People in the Northwest Territories must be able to access health care and other basic services in any of the territory's 11 official languages, Languages Commissioner Sarah Jerome reminded MLAs on Monday.

Jerome said people in areas such as the Beaufort Delta can't always access government services, or even hire interpreters for those services, in the language of their choice.

"Hire people at the local level, hire people who are fluent to work in the areas, for example, like language teachers, for interpreter services at the community level," Jerome told CBC News on Monday.

"It just seems like we don't have enough funding to cover all that."

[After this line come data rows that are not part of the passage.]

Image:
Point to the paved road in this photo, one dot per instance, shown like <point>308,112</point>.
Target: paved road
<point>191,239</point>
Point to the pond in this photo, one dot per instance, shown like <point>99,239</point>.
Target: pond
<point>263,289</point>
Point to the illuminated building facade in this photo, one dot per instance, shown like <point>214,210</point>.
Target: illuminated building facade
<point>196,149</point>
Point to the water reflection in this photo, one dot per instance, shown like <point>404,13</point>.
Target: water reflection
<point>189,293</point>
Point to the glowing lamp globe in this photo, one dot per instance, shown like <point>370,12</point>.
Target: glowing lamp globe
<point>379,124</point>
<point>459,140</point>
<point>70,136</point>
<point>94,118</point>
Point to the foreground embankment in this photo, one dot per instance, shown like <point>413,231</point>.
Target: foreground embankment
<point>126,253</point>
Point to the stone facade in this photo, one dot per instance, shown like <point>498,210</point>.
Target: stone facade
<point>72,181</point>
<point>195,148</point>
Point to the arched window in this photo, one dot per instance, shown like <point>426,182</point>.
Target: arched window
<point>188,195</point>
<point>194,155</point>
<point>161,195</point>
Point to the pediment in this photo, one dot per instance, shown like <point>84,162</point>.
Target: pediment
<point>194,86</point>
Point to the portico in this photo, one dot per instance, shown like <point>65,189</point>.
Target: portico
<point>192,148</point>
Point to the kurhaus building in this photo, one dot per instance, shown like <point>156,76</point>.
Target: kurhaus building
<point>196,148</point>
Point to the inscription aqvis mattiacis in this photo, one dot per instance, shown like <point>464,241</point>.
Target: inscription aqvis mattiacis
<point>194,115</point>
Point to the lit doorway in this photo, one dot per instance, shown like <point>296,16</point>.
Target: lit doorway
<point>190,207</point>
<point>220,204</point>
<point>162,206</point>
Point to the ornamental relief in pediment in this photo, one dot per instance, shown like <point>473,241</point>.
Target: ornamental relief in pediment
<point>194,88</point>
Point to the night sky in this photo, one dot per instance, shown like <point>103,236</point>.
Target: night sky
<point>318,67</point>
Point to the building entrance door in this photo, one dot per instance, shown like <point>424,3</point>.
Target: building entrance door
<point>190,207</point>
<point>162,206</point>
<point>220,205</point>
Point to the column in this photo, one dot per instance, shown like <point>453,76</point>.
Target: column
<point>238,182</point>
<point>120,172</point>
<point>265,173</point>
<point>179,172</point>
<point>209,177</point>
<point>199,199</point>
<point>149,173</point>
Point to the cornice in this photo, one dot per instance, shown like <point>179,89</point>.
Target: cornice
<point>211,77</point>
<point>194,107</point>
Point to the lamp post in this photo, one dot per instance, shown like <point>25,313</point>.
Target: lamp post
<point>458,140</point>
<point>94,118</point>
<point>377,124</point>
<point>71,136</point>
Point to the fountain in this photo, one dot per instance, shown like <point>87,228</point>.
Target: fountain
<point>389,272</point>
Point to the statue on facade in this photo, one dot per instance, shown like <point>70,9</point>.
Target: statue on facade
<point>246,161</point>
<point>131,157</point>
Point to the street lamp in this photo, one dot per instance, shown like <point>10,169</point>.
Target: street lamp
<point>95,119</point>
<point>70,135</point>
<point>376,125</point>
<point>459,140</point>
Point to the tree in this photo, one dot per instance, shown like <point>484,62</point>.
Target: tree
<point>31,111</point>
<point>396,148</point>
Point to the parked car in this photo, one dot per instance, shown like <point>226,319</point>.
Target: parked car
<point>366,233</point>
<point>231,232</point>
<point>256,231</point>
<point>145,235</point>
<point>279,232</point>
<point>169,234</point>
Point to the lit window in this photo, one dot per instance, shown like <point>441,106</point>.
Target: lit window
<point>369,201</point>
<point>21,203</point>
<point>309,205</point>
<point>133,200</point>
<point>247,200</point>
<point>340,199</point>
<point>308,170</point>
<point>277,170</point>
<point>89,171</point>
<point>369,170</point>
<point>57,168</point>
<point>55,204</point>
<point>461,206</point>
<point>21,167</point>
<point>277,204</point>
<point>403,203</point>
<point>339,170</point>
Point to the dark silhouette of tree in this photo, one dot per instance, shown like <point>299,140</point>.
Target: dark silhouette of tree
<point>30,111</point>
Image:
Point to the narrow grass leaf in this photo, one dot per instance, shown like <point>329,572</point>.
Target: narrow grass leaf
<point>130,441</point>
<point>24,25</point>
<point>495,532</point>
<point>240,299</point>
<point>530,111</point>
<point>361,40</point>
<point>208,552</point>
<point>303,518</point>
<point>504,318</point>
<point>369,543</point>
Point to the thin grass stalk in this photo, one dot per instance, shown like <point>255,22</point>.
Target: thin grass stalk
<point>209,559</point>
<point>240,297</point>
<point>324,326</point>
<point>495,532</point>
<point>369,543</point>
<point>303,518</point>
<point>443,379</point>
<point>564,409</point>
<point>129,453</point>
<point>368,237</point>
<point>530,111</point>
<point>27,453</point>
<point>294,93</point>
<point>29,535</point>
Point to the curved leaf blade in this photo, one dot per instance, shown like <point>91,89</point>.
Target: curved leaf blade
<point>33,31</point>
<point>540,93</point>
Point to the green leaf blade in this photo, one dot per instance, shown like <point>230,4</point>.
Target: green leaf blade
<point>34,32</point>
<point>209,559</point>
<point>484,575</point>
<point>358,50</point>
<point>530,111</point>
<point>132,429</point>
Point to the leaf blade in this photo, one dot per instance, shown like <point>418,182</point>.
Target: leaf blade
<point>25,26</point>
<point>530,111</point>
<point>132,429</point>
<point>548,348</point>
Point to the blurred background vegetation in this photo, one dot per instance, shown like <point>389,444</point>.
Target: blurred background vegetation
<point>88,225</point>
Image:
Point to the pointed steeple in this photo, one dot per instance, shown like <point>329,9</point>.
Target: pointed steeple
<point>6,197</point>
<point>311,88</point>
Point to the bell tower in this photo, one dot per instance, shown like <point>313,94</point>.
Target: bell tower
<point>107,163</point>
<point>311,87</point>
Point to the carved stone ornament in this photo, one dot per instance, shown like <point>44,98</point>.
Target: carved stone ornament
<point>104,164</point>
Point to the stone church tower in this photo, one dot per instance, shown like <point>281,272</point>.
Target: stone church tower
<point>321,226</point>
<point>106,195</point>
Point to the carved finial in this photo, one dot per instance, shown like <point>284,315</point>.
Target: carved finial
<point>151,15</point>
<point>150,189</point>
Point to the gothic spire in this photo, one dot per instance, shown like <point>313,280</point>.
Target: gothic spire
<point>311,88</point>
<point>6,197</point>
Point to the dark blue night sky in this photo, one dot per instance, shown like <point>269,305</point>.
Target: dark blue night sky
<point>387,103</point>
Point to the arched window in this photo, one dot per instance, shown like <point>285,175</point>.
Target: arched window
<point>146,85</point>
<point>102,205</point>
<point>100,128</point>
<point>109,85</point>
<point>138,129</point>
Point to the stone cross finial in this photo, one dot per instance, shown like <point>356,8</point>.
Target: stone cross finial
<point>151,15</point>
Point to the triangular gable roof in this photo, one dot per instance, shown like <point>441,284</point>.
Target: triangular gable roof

The N.W.T.'s Official Languages Act recognizes Chipewyan, Cree, English, French, Gwich'in, Inuinnaqtun, Inuktitut, Inuvialuktun, North Slavey, South Slavey and Tlicho as the territory's official languages.

Former languages commissioner Shannon Gullberg presented MLAs with 15 recommendations on language and health care, proposing, among other things, that nurses hired to work in the N.W.T. get basic language training.

Gullberg criticized the government for ignoring past recommendations — which she said has contributed to a decline in aboriginal languages being used — but also praised MLAs currently working to reform the languages act.

The MLAs are focusing on revamping the act on practical matters such as health, education and the law.

"What they're looking at is what services do members of the public want in the official languages, and how do we provide those services?" Gullberg said.

Mackenzie Delta MLA David Krutko said while the N.W.T. must be cost-conscious, it must also find efficient ways to provide government services in the 11 languages.

He suggested training existing nurses and language teachers, who may already speak an aboriginal language, to act as interpreters.

The government will review Gullberg's report as part of the effort to revamp the Official Languages Act.